Greenhut was a director of the Montefiore Home and a member of the Royal Arch Masonry, the Chamber of Commerce, B'nai B'rith, the Grand Army of the Republic, and the Loyal Legion. In 1866, he married Clara Wolfner of Chicago. Their children were Fannie V., Benedict J., and Nelson W. Benedict was secretary and treasurer of Siegel-Cooper.

== Death ==
Greenhut died at home from heart disease on November 17, 1918. Rabbi Joseph Silverman delivered the eulogy at his funeral at Congregation Emanu-El of New York, and former Department Commander of the Grand Army of the Republic in New York General George B. Loud spoke about Greenhut's military service and laid a wreath and a flag from the Legion of Honor on his coffin.
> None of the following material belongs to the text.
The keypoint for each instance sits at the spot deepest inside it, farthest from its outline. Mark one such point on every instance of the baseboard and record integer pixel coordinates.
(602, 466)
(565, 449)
The honorary pallbearers were Jacob H. Schiff, Henry Morgenthau, former New York Supreme Court Justice David Leventritt, Isador Saks, Charles Strauss, and Elias Summerfield. He was buried in Salem Fields Cemetery in Cypress Hills.

== Legacy ==
The Grand Army of the Republic Memorial Hall in Peoria, Illinois was dedicated to Greenhut. He donated $10,000 to the construction efforts.